I think I found a geometric shortcut around the scaling problem

I’ve been chewing on something for a while now and finally wrote it down properly. I wanted to share it here because this community actually understands the weight space geometry that makes this possible.

The scaling problem is obvious to everyone here. We keep making models bigger because bigger performs better. But then we can’t deploy them without expensive hardware or aggressive compression that loses fidelity. Pruning, quantization, distillation, they all trade something away. You never get the full model back.

So I started wondering: what if we’re asking the wrong question?

Instead of “how do we compress this model,” what if we treat the model’s weight space as a geometric object and literally fold it?

Think about a piece of paper. Unfolded, it covers a whole table. Folded enough times, it fits in your palm. But the information, the fibers, the structure, it’s all still there. You don’t need to unfold the whole thing to read one sentence. You just pierce through the fold at the right coordinate and traverse the local layers.

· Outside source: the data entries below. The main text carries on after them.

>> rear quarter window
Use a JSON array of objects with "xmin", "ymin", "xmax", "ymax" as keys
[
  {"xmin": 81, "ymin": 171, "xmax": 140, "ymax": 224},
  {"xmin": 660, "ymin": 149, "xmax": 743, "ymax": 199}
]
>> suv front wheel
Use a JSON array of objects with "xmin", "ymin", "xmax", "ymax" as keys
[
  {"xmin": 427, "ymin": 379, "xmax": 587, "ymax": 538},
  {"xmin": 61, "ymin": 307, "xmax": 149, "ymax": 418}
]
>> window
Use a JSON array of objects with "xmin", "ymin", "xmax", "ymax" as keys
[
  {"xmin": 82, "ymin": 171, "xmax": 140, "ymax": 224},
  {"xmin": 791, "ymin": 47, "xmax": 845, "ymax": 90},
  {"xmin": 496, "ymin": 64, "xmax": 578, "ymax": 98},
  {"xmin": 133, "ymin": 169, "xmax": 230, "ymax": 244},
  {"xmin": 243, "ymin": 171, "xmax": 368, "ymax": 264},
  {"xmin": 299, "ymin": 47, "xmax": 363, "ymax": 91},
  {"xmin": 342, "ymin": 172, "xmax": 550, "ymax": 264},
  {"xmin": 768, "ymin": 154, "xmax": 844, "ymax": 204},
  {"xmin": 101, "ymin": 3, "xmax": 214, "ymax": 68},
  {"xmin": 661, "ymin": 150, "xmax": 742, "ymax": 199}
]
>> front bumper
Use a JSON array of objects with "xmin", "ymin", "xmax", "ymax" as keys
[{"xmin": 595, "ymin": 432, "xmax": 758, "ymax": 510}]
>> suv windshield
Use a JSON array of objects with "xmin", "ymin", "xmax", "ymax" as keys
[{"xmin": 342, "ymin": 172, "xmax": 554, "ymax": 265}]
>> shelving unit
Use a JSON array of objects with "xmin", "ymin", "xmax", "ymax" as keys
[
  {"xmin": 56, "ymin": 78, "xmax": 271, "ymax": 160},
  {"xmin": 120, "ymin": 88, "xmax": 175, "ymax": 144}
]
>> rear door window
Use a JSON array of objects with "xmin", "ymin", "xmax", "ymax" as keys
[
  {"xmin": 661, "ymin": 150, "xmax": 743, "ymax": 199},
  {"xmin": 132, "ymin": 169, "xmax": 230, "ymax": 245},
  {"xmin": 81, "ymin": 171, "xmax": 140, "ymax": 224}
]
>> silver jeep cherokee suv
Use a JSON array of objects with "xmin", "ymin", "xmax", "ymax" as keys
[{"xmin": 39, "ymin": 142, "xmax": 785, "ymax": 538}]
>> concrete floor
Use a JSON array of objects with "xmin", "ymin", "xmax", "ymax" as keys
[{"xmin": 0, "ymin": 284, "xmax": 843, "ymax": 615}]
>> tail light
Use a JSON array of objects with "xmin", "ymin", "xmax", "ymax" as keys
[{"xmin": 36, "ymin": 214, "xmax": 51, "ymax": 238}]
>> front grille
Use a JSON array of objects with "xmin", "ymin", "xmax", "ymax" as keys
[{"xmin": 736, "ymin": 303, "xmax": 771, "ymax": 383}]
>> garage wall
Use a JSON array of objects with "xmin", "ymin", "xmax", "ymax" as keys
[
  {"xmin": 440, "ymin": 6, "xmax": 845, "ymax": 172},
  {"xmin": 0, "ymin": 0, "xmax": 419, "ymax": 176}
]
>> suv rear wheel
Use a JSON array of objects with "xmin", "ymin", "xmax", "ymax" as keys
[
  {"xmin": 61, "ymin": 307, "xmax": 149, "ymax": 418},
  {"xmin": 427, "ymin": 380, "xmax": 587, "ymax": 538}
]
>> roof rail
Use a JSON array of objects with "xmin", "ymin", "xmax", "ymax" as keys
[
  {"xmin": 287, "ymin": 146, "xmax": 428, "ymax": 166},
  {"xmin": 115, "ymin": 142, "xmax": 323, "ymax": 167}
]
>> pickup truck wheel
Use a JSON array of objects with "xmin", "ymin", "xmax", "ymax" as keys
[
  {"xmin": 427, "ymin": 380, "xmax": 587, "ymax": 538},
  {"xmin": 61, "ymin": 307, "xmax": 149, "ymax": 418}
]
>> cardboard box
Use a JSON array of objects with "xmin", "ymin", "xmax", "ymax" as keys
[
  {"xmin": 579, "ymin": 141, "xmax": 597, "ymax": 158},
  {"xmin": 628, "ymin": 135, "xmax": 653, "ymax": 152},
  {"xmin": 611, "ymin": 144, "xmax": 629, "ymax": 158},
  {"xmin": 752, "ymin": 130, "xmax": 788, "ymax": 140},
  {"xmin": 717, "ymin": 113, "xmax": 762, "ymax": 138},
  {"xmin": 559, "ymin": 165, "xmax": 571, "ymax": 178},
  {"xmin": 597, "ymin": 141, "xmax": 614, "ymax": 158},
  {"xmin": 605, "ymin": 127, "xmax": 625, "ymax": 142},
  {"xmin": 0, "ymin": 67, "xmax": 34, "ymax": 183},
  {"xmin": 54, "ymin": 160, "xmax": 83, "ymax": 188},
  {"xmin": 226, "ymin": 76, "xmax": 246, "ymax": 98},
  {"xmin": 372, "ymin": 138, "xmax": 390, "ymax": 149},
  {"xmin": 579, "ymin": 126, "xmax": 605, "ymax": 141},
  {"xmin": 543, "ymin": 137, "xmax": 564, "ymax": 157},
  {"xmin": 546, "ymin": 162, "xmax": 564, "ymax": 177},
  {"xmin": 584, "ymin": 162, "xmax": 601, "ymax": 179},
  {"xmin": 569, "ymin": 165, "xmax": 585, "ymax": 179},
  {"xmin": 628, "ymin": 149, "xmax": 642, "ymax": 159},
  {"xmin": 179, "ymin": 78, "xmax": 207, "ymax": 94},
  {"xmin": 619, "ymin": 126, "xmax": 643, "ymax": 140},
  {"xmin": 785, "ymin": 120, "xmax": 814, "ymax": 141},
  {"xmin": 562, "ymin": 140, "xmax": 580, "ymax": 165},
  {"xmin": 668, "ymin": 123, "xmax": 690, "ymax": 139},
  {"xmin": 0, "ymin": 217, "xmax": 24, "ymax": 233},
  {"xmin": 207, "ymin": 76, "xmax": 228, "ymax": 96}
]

That’s the core intuition. A trained neural network is just a point in a high-dimensional manifold. If you impose a discrete symmetry group on that manifold, basically a mathematical folding operation, you get a quotient space that’s tiny but losslessly recoverable. Then you train a small navigator, call it C, that learns to traverse the folds for any given input. It never materializes the full model. It just knows where to pierce and how deep to go.

The math checks out in a way that surprised me. In high dimensions with enough folds, almost every input lands near a “crease” a singularity where multiple leaves of the folded paper meet. That means the expected traversal depth is constant. You get constant-time inference regardless of how many folds you used. The storage reduction is the fold factor. For a 100GB model folded 5000 times, the stored representation is about 20MB plus the navigator, which is another few MB.

But it gets weirder.

If you train that navigator not just on one model but on a lineage, say, the evolution from a base model through several fine-tuned variants it learns something deeper. It learns the vector field of capability evolution. Give it a capability delta, and it can hallucinate a new model on demand. No training run. No GPU cluster. Just navigation through the folded manifold.

This isn’t generative AI. It’s an AI generator. A system that produces models.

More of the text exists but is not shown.